6.2 Use labels/tags for cost attribution

When launching jobs (via Web Console or CLI), apply labels/tags like:

  • team=nlp
  • env=prod / env=research
  • project=autonomous-driving

Finance and infra teams can then filter usage reports by tag to answer “who burned 40 H100-hours last night?” in seconds.

6.3 Monitor usage and spend

In Billing / Usage views, you should be able to:

  • See hourly or daily GPU consumption by SKU (A100 vs. H100 vs. H200, etc.).
  • Break down usage by Spot / On-Demand / Reserved.
  • Export data or connect with your reporting system.

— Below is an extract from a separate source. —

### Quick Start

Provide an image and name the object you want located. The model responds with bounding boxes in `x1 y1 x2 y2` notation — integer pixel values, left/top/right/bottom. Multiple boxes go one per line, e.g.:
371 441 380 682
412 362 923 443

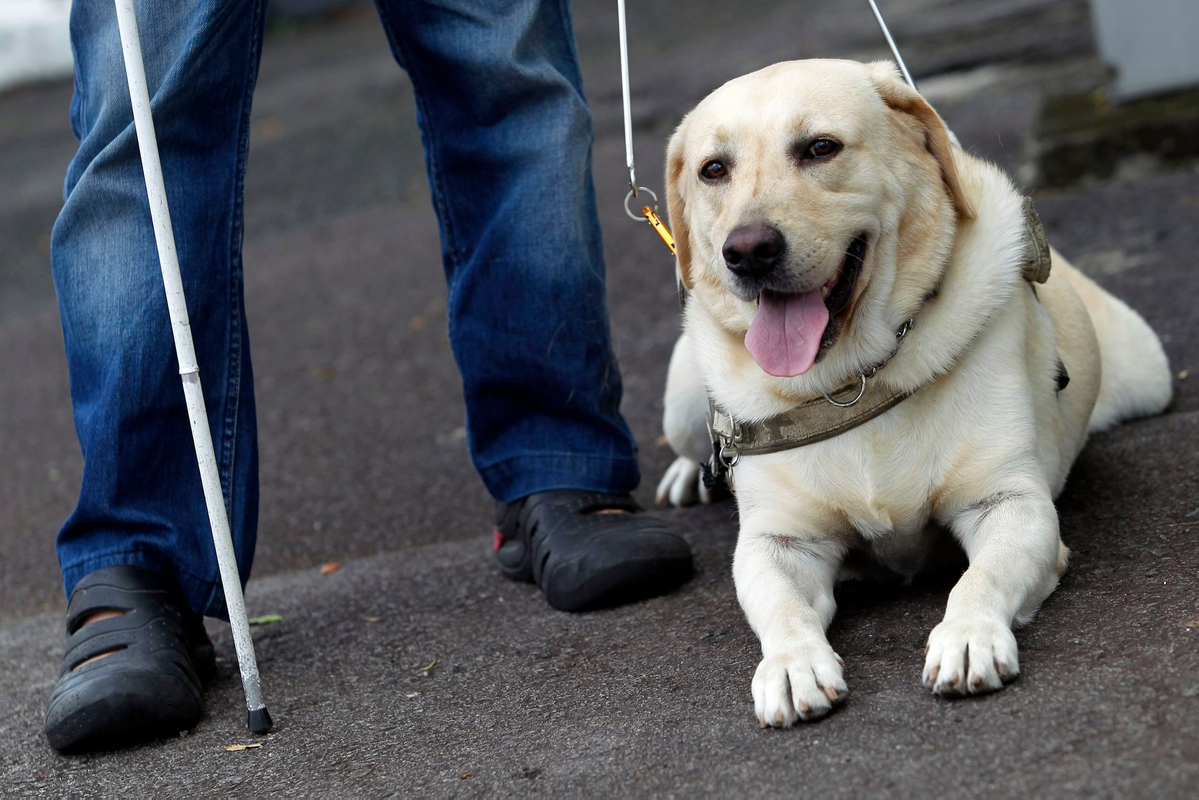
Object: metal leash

When in doubt, aim to structure data so FinOps doesn’t need to ping you for screenshots.


Step 7 – Connect with sales for Reserved capacity and SLAs

If you’re moving beyond “initial tests” into “this model is production-critical,” it’s time to tighten guarantees.

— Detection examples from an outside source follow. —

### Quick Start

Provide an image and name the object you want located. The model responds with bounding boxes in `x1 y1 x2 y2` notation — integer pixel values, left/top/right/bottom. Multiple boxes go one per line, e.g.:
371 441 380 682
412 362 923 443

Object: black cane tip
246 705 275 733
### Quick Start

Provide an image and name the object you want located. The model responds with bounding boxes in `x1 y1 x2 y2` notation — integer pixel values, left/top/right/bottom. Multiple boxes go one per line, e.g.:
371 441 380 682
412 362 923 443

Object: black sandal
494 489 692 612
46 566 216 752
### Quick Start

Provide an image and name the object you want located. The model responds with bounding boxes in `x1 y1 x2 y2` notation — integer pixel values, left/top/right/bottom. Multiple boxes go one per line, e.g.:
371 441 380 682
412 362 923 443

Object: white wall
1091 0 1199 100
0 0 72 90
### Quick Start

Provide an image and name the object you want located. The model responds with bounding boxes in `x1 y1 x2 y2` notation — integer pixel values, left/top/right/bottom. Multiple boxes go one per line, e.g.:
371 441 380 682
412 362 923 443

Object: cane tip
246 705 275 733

Consider talking to VESSL AI sales if you need:

  • Reserved GPU capacity for A100/H100/H200/B200/GB200/B300 at specific scales and regions.
  • SLAs and custom terms suitable for enterprise or government procurement.
  • Onboarding & custom integrations with your existing infra or security stack.
  • Academic programs for university labs and research groups.

This typically builds on top of your existing org and billing setup, not a separate account.


Common questions about sign-up and org billing

Can I start personally and later move to an org?

Yes. You can:

  • Start with a personal account to explore the Web Console and CLI.
  • Later create an org, set up billing, and move active work into projects under the org.
  • Ask VESSL AI support to help migrate or consolidate resources if needed.

Can I belong to multiple orgs?

Typically yes, especially if you:

  • Work on a company project and a university lab project.
  • Provide consulting across multiple clients.

Always double-check that you’re in the correct org context before launching high-cost jobs.

Who should own billing?

In most teams:

  • An Org Admin from infra, DevOps, or FinOps owns billing settings.
  • Engineers and researchers run jobs within projects but don’t manage payment methods.
  • Finance gets read-only access to view invoices and usage.

This separation keeps governance clean while letting engineers move fast.


Final checkpoint: what “done” looks like

You’ve successfully signed up for VESSL AI and created an org for team billing when:

  • You can log in and see your org name in the top context.
  • The org has a valid payment method and billing contacts set.
  • Your teammates are invited, assigned roles, and can run jobs.
  • Jobs launched via Web Console or vessl run show up under the org, not just your personal space.
  • You can open Billing / Usage and clearly see GPU consumption and spend trends.

From here, the goal is simple: spend less time on “job wrangling” and more time on experiment design, analysis, and shipping real AI systems.